Des systèmes virtuels pour des soins de santé personnalisés
Les soins de santé constituent un coût élevé et croissant pour les pays du monde entier. Les coûts de santé représentent environ 10 % du PIB des pays de l’OCDE et augmentent de 7 à 11 % chaque année, principalement en raison du vieillissement de la population et des maladies chroniques. Dans ce contexte, la productivité du secteur n’a pas augmenté. «Le secteur de la santé n’a pas réalisé de gains de productivité, car il demeure fortement dépendant du travail humain et n’a pas adopté la numérisation ni l’automatisation comme l’ont fait d’autres secteurs au cours des 30-40 dernières années», explique Balázs Benyó, professeur titulaire au département d’ingénierie du contrôle et des technologies de l’information de l’Université de technologie et d’économie de Budapest. Des solutions de santé personnalisées et de précision pourraient contribuer à atténuer une partie des pressions croissantes, tout en améliorant la santé des patients, en particulier en soins intensifs. Dans le cadre du projet DCPM(s’ouvre dans une nouvelle fenêtre), financé par le programme Actions Marie Skłodowska-Curie(s’ouvre dans une nouvelle fenêtre), Balázs Benyó et ses collègues ont créé des modèles de patients virtuels, des jumeaux numériques des systèmes métabolique, cardiovasculaire et pulmonaire humains, spécialement conçus pour guider la prise de décision clinique dans les unités de soins intensifs. «L’objectif est de permettre une prise en charge individualisée des soins intensifs dans ces domaines essentiels», explique Balázs Benyó.

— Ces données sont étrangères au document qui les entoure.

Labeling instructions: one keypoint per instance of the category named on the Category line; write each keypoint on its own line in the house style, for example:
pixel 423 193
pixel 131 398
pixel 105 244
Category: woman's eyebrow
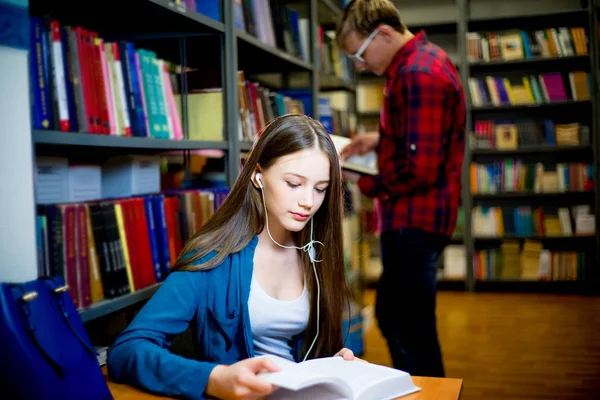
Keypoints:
pixel 303 177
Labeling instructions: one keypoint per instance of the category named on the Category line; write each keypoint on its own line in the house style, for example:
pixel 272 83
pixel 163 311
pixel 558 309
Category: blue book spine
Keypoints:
pixel 162 240
pixel 152 233
pixel 210 8
pixel 137 94
pixel 127 71
pixel 42 111
pixel 64 38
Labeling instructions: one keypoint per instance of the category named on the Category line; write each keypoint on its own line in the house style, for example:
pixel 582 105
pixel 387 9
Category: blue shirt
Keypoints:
pixel 216 301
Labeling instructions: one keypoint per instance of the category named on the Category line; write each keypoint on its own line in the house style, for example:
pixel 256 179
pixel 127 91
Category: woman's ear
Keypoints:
pixel 257 179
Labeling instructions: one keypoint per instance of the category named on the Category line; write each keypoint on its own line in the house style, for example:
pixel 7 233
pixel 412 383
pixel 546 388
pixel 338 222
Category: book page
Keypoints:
pixel 365 164
pixel 367 381
pixel 294 377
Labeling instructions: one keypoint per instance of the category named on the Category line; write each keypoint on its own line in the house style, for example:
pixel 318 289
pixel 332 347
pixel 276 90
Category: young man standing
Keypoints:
pixel 420 146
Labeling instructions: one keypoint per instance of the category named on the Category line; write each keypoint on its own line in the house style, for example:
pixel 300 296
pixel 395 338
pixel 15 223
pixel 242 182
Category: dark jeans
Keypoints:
pixel 406 298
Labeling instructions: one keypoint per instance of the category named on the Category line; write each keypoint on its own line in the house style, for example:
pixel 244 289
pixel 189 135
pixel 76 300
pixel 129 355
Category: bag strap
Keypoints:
pixel 24 305
pixel 59 293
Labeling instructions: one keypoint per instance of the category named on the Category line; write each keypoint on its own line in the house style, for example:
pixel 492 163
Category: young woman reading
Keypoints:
pixel 265 275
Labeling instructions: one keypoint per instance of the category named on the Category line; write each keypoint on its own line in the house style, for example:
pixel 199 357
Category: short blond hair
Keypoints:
pixel 363 16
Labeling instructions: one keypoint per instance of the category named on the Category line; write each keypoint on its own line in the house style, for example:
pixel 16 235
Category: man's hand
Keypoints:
pixel 361 144
pixel 240 380
pixel 348 355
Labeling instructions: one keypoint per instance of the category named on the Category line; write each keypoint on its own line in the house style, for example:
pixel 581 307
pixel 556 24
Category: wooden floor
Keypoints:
pixel 514 346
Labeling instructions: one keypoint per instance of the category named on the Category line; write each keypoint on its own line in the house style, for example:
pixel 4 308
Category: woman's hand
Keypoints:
pixel 240 380
pixel 348 355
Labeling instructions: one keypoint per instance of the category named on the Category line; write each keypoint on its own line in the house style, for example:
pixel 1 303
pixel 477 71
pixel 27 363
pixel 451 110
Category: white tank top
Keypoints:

Des jumeaux numériques pour une médecine personnalisée
Les jumeaux numériques sont largement utilisés dans l’industrie et la recherche scientifique pour modéliser le comportement des systèmes et développer des prédictions précises sur la manière d’optimiser les performances. «Nos modèles remplissent cette fonction en améliorant avec précision les données cliniques, souvent insuffisantes, afin de fournir une image physiologique claire de l’état du patient», ajoute Balázs Benyó. Les modèles personnalisés doivent permettre de prédire avec précision les réponses spécifiques aux différents choix de traitement, avec des données relativement limitées. La solution développée dans le cadre de DCPM est une approche de modélisation minimale, capturant les dynamiques clés qui peuvent être identifiées avec les données disponibles. Ces capacités peuvent ensuite être utilisées dans des environnements cliniques pour personnaliser, optimiser et automatiser les soins, réduisant la charge et les coûts, et augmentant la productivité et les résultats.
Valider les modèles et déployer les systèmes
DCPM a, entre autres accomplissements, introduit un traitement personnalisé de contrôle de la glycémie au sein de l’unité de soins intensifs de l’hôpital universitaire de Liège, en Belgique. Ce système a donné naissance à une société, Insilicare, et est utilisé dans sept unités de soins intensifs belges, ainsi qu’en Malaisie, en Hongrie et en Nouvelle-Zélande. L’équipe a validé un modèle cardiovasculaire minimal et sa capacité à prédire avec précision le débit cardiaque et l’hémodynamique en cas de choc septique. Il entre maintenant dans ses premiers essais cliniques axés sur sa validation. Les chercheurs ont également développé et validé un cadre de modélisation de la mécanique pulmonaire à plusieurs échelles pour guider la ventilation mécanique invasive et spontanée, dont ont besoin près de 80 % des patients des unités de soins intensifs. «Ce système est actuellement testé sous différentes formes en Belgique, en Chine, en Malaisie et en Nouvelle-Zélande, et a été étendu aux maladies respiratoires chroniques extrahospitalières», souligne Balázs Benyó. Le projet a également développé une méthode de mesure de la glycémie par ondes électromagnétiques, des modèles de réseaux neuronaux prédisant la variabilité future de la sensibilité à l’insuline des patients, un système innovant de capteurs respiratoires passifs et plusieurs dispositifs non invasifs peu chers pour les soins intensifs et ambulatoires, tels que des oxymètres de pouls.
Intégration dans les systèmes de santé européens
Plusieurs des systèmes de DCPM font l’objet d’essais cliniques, tandis que les jumeaux numériques de la mécanique pulmonaire sont en passe d’être adoptés dans les parcours de soins. «Les trois domaines sont bien avancés sur le plan de la réglementation et des premières étapes de la commercialisation», confie Balázs Benyó. Les collaborations durables établies dans le cadre du projet ont également permis d’élargir la recherche à d’autres domaines, tels que la thérapie de reconnaissance des émotions pour les troubles du spectre autistique et l’apport nutritionnel personnalisé.